Tuesday, 8 July 2014: 11:15 AM
Essex Center/South (Westin Copley Place)
Prior estimates of ice crystal size distributions (SDs) derived from optical array probes have been artificially amplified by small ice crystals generated from the shattering of large ice crystals on probe tips. To assess the extent to which data acquired before the development of redesigned tips and processing algorithms can be used, the degree to which various bulk cloud parameters are affected by shattering is determined here. Here, data acquired by two adjacent two-dimensional cloud probes (2DCs) with standard and anti-shatter tips and processed with and without anti-shattering algorithms during the 2008 Indirect and Semi-Direct Aerosol Campaign (ISDAC) and the 2011 Instrumentation Development and Education in Airborne Science (IDEAS-2011) campaign are used to derive total concentration, extinction, ice water content, reflectivity, effective diameter, median mass diameter, mass-weighted terminal velocity and single-scattering properties. Parameters based on higher moments of SDs could be estimated from standard probes within uncertainties required for model and remote sensing studies; but, parameters based on lower moments of SDs, such as total concentration, varied by factors of up to 5, especially for maximum dimensions less than 500 μm.

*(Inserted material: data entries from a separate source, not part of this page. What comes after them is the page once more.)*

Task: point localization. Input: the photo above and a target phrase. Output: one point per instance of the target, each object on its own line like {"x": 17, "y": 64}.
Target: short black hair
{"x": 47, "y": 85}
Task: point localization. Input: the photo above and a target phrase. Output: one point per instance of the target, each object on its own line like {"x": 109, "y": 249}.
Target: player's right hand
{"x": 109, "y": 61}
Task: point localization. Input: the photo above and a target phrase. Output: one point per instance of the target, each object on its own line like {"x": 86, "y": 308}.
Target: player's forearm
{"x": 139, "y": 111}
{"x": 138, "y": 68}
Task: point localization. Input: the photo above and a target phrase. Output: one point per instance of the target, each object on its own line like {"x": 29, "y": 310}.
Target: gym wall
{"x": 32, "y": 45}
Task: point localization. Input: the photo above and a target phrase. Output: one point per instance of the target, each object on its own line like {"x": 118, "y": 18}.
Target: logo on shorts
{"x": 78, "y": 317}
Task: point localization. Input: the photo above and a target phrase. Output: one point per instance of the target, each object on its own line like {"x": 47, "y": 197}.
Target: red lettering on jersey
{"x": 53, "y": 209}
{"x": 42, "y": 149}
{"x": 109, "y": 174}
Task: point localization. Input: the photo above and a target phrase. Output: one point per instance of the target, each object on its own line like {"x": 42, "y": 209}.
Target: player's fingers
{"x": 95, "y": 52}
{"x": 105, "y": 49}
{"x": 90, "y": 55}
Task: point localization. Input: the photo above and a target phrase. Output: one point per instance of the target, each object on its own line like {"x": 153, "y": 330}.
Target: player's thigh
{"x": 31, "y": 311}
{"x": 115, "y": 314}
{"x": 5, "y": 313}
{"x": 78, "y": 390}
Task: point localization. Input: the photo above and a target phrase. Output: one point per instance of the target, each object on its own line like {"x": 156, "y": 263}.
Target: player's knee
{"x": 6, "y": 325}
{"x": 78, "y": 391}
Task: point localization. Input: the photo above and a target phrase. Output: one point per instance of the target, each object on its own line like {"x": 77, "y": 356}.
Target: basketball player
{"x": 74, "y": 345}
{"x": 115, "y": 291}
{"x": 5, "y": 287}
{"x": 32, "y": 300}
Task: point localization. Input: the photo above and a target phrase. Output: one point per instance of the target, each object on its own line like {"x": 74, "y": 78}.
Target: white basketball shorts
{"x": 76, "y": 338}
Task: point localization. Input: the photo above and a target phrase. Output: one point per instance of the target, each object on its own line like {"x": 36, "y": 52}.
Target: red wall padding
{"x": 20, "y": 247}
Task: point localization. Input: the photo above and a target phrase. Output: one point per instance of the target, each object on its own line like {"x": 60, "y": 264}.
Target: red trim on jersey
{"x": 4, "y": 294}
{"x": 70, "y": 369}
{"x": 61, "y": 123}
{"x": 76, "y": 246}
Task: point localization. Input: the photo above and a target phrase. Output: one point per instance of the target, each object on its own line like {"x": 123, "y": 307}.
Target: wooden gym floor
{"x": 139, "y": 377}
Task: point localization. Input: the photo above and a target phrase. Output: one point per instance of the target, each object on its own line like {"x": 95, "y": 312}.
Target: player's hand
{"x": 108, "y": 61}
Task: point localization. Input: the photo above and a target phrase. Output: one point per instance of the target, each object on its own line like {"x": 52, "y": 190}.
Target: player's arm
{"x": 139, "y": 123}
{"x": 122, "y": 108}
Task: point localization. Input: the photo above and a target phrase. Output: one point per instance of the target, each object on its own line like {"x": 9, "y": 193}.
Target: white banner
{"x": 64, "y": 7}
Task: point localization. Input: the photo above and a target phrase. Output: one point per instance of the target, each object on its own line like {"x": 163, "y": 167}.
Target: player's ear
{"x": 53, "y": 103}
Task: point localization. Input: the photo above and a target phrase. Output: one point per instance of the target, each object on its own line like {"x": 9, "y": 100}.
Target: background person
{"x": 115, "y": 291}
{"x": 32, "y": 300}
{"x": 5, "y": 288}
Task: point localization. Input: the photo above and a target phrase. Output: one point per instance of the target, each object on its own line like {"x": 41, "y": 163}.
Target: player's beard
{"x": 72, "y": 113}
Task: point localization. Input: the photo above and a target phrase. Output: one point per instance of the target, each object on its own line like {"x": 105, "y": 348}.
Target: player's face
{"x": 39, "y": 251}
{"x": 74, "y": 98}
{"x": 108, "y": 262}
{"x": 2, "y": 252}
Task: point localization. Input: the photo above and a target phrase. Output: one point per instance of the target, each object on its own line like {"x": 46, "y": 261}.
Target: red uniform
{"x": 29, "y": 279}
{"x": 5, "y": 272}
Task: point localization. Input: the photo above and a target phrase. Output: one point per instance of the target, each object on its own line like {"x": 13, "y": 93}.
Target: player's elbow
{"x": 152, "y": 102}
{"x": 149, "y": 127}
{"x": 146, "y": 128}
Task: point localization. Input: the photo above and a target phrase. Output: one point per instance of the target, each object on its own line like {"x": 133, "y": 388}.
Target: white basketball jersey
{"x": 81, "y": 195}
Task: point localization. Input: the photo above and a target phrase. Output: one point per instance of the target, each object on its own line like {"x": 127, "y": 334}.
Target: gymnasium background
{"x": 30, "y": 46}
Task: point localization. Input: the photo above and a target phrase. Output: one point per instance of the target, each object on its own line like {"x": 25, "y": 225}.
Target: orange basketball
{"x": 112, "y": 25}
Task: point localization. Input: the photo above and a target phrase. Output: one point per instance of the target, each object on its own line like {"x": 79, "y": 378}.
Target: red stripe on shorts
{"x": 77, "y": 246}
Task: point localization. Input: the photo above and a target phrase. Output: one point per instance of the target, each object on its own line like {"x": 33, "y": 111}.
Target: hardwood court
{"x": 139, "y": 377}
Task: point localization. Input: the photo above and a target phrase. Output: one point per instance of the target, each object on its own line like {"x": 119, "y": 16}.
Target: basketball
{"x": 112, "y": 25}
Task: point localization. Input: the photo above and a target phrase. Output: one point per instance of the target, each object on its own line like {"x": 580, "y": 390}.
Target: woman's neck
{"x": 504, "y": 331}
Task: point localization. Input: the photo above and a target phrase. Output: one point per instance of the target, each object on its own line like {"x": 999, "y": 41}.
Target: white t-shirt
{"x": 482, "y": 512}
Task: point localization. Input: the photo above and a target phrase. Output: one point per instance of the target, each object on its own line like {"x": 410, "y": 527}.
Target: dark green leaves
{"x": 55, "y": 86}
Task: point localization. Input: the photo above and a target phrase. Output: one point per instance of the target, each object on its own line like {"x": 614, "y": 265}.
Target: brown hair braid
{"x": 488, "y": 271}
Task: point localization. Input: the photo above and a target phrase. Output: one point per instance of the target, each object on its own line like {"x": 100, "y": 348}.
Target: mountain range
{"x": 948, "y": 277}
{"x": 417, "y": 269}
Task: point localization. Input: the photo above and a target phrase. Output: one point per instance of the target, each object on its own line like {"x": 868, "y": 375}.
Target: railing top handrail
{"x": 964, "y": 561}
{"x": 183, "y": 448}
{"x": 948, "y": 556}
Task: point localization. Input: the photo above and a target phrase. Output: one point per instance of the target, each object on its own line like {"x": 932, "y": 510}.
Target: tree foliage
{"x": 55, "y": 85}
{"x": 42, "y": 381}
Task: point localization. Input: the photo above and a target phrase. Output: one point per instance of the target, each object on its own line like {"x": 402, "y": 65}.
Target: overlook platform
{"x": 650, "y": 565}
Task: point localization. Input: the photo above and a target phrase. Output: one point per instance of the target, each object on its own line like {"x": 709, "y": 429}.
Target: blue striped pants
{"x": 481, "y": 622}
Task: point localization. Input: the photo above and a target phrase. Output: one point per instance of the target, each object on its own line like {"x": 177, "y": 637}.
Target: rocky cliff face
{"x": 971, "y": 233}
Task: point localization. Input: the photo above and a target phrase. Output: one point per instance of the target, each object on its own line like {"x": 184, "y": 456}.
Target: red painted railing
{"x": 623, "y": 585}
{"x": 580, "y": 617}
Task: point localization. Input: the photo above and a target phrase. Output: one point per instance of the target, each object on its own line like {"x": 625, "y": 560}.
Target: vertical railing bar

This is much larger than the reduction of ice water content and bulk extinction by about 20% for the modified tips, and changes in effective radius, mass weighted terminal velocity, and median mass diameter by less than 15%. The modified tips changed the asymmetry parameter and single scatter albedo by up to 0.01, less than the certainty with which they need to be known for climate studies. Comparisons of our findings against those of previous studies are made.